My Life as a Mole
by Dylan Haversack
Part 1 appears in this issue.
conclusion
To address my condition, the homeowner consulted a friend of hers, a doctor, and she asked him about my situation, framing it as a hypothetical, lying and saying it was something she had read in a novel.
I imagined his response went something like this:
“These days we can treat anything,” he said, with solemn certainty. “If it were my patient, I would advise a course of immunotherapy, gradually increasing exposure to sunlight and thereby raising the body’s defenses.”
Fortunately, the homeowner couldn’t bring me to the doctor, nor the doctor to me, not unless she wanted me to tell him the whole story, which would almost certainly land me in prison, or perhaps a laboratory, or even the zoo. Though, actually, that sounded preferable to remaining her captive. In all likelihood, the state would simply throw me in a hole and forget about me. The homeowner wanted me to join her in the light.
“Just for a minute,” she said, waving at me from her perch, up behind the high basement windows, which were open and airy in the afternoon. She was squatting down, her long brown thighs running in parallel with the close-cut grass.

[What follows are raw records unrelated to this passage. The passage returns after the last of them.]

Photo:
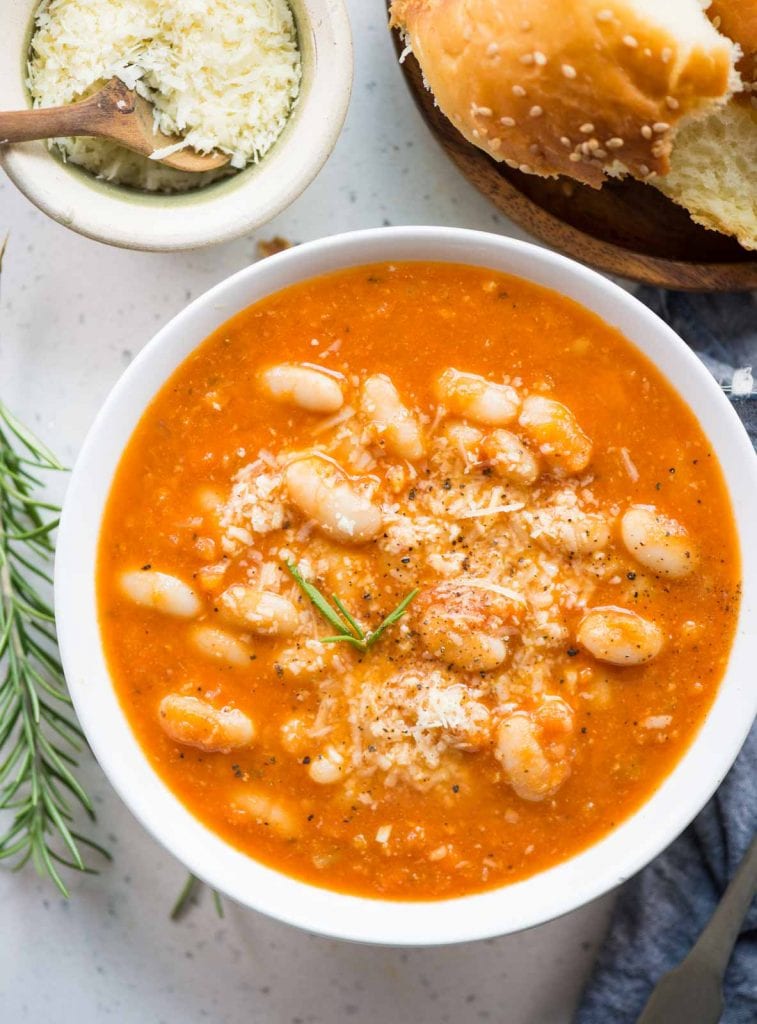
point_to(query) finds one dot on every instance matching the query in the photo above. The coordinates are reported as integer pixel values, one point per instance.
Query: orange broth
(412, 321)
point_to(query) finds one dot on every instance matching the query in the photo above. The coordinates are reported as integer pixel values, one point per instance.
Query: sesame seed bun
(583, 88)
(738, 20)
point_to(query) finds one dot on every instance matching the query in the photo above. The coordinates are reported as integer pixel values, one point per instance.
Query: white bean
(658, 542)
(510, 459)
(197, 723)
(219, 645)
(326, 768)
(161, 592)
(619, 636)
(258, 610)
(303, 386)
(265, 811)
(553, 428)
(390, 421)
(476, 398)
(533, 748)
(323, 493)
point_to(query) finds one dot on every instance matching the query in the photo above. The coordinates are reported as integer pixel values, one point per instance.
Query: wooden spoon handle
(88, 117)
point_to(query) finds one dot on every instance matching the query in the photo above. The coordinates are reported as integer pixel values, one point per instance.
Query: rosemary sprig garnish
(39, 736)
(348, 629)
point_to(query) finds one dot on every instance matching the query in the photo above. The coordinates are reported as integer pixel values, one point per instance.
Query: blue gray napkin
(661, 912)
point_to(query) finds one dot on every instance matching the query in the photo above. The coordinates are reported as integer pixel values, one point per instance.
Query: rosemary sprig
(39, 736)
(348, 629)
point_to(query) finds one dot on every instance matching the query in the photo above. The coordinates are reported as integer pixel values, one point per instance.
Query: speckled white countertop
(73, 314)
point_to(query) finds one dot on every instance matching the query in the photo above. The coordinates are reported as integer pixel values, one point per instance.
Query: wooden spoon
(114, 112)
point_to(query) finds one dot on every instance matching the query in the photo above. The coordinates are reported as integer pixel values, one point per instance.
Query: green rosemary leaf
(39, 736)
(356, 628)
(318, 599)
(392, 617)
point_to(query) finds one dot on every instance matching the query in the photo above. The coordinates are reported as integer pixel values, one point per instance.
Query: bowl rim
(223, 210)
(544, 896)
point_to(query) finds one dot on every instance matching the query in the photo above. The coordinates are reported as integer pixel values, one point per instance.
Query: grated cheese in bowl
(222, 74)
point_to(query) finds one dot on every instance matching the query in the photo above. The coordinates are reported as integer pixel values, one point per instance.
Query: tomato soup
(416, 579)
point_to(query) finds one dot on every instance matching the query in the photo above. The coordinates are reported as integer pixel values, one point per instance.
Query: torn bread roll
(713, 165)
(595, 88)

Pretending to oblige her, I clambered onto a stool she had set beneath the window for the occasion. Her smile grew in anticipation. I smiled back, feeling an unfamiliar warmth. Then I thrust my head out the open window. The homeowner squealed. She was so delighted. But for me the pain began immediately.
Fighting back tears, feeling as if a branding iron was hovering just inches from my face, I surveyed the simple suburban lawn. It was the middle of the day, and there was no one around. Still, I craned my neck skyward and, in the loudest voice I could muster, I cried out, “Help, please, someone, anyone, help, please, help me, please— ”

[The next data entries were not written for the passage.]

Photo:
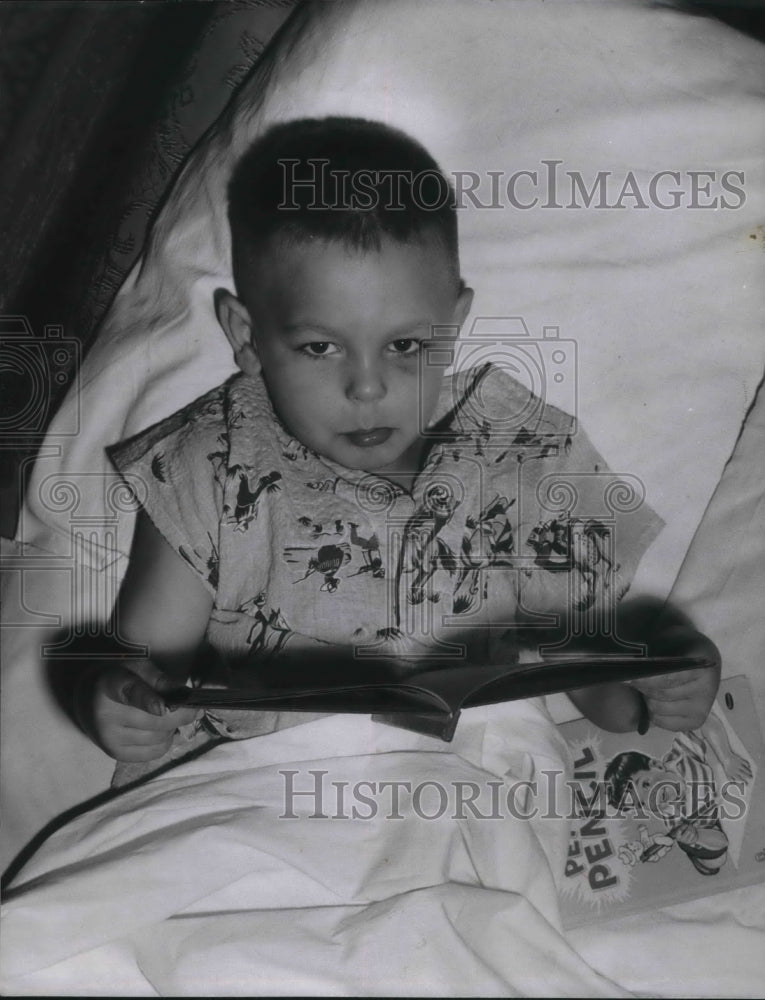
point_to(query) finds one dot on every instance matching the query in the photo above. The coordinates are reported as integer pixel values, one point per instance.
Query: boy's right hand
(127, 716)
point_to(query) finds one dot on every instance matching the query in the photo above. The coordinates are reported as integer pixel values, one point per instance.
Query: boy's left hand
(683, 700)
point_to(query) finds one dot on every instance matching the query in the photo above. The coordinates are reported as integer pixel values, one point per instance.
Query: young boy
(340, 494)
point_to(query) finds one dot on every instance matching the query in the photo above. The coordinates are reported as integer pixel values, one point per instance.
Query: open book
(427, 699)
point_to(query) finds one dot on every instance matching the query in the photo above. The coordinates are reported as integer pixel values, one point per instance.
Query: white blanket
(190, 884)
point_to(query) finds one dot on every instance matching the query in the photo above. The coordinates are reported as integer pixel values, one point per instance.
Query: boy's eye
(318, 348)
(406, 345)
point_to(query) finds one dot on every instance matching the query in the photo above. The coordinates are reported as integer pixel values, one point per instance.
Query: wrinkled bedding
(191, 883)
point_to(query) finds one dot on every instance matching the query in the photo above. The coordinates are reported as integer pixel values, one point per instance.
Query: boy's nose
(365, 383)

Hearing my cries, the maid tugged my chain, cutting me off with a violent jerking motion. I came down hard, my belly slamming against the seat of the stool, and I rolled off, wheezing my way down to the carpeted floor, my paws outstretched. The maid gathered me up and set me on the bed and redrew the curtains.

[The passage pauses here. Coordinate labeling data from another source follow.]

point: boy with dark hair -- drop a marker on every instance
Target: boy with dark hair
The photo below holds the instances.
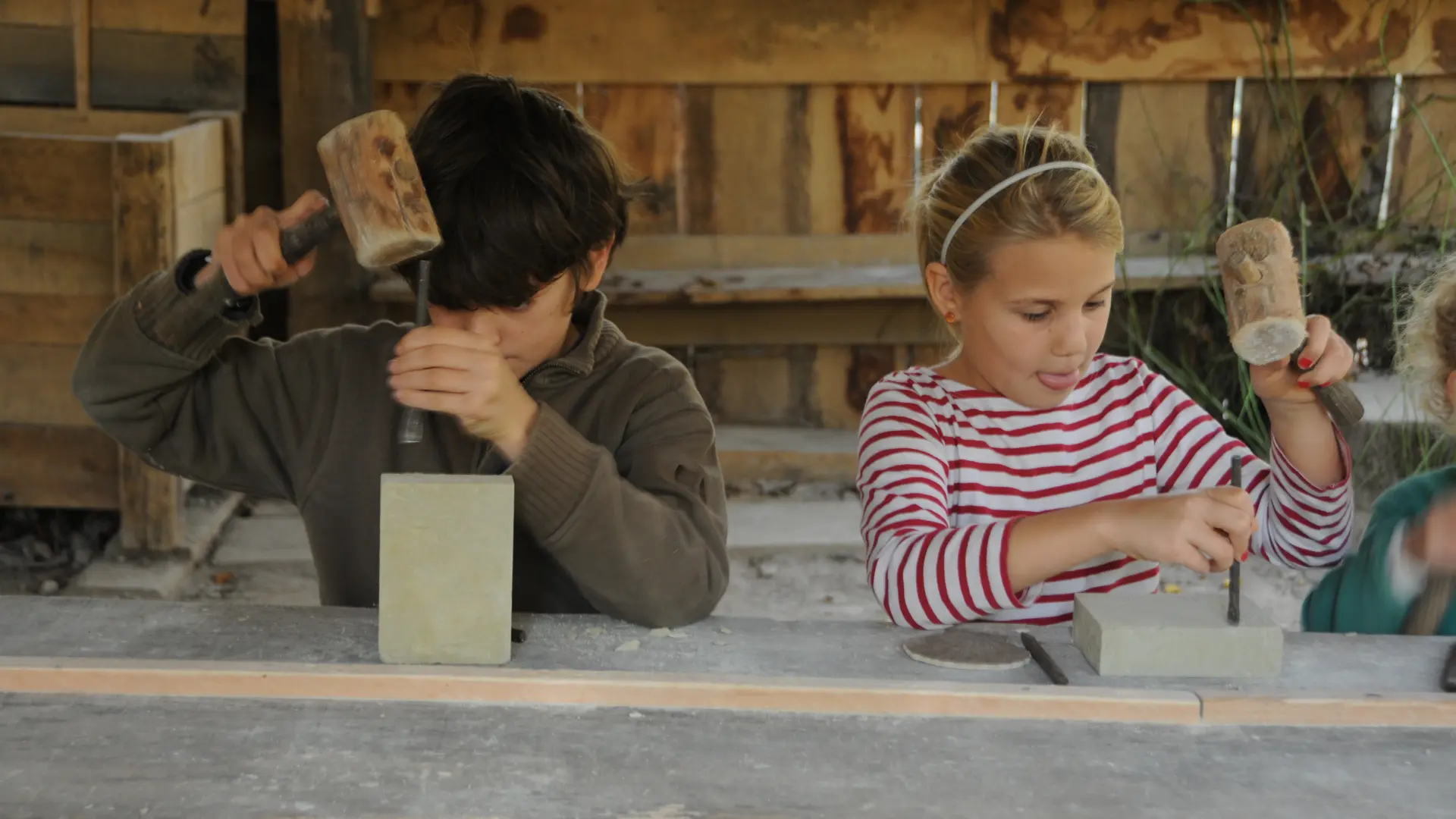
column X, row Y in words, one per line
column 619, row 504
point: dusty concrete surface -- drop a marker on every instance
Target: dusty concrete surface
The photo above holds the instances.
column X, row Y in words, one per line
column 791, row 560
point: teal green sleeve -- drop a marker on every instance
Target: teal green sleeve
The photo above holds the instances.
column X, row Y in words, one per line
column 1356, row 596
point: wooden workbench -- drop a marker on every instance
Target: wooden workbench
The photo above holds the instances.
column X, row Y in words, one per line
column 111, row 707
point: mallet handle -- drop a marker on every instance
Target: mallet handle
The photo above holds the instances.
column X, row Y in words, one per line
column 1340, row 401
column 309, row 234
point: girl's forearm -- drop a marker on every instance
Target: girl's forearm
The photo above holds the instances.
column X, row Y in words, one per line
column 1307, row 436
column 1049, row 544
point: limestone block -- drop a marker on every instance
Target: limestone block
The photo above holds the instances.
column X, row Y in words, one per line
column 444, row 569
column 1175, row 635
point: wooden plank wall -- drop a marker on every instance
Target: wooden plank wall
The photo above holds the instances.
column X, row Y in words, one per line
column 156, row 55
column 772, row 137
column 82, row 219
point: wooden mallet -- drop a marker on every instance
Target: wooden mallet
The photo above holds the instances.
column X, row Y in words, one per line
column 381, row 202
column 1266, row 309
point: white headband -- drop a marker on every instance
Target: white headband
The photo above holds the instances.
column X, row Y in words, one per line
column 1001, row 187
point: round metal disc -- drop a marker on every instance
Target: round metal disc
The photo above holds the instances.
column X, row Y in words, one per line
column 965, row 649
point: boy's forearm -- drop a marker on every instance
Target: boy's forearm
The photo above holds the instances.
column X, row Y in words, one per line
column 1308, row 439
column 653, row 554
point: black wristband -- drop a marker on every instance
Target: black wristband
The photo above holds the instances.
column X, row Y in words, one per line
column 193, row 262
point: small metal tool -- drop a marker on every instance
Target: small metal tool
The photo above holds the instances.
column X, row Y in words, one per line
column 1043, row 659
column 413, row 426
column 1237, row 469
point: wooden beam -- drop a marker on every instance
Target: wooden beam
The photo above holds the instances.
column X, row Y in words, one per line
column 645, row 126
column 80, row 36
column 36, row 382
column 67, row 121
column 935, row 41
column 57, row 466
column 1310, row 708
column 861, row 156
column 61, row 259
column 166, row 17
column 951, row 112
column 1043, row 102
column 327, row 79
column 38, row 63
column 168, row 72
column 55, row 178
column 145, row 240
column 620, row 689
column 1164, row 148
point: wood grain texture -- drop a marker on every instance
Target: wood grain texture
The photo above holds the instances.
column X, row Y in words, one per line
column 1040, row 102
column 645, row 126
column 36, row 382
column 57, row 466
column 937, row 41
column 197, row 223
column 36, row 64
column 171, row 17
column 743, row 171
column 61, row 259
column 410, row 99
column 67, row 121
column 199, row 161
column 325, row 66
column 861, row 140
column 55, row 178
column 145, row 240
column 1423, row 181
column 168, row 72
column 632, row 41
column 80, row 47
column 1414, row 710
column 27, row 318
column 181, row 678
column 1164, row 149
column 1308, row 143
column 951, row 112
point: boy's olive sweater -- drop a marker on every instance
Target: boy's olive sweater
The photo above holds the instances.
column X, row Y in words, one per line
column 620, row 504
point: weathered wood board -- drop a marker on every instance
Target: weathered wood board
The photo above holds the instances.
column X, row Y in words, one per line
column 57, row 466
column 162, row 55
column 941, row 41
column 229, row 760
column 140, row 630
column 1164, row 148
column 231, row 757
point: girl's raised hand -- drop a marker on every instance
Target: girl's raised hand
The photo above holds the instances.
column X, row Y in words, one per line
column 1204, row 529
column 1327, row 356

Minutes later, the homeowner’s face reappeared above my head, angelic and, to my surprise, flush with compassion. She held my burned paws and caressed my sun-damaged cheeks, and she apologized profusely for the maid’s actions. “You must forgive her, my darling. She is a simple creature. She does not understand. No more sunlight for now, not until you’re ready.” Then she wiped away her tears and retreated up the stairs.
The maid remained. “Now she never lets you go,” she said
“You could release me,” I said, pointing to the shackle.
“And then she ask me, ‘Oh, where is my precious mole man?’ And then I am blamed. And then I am dismissed.”
“Well, maybe you should never have told her about me. Did you consider that?”
She rolled her eyes. “I figure she get rid of you. She see you for the freak you are and cast you out. How I am to know she wants you for friend?”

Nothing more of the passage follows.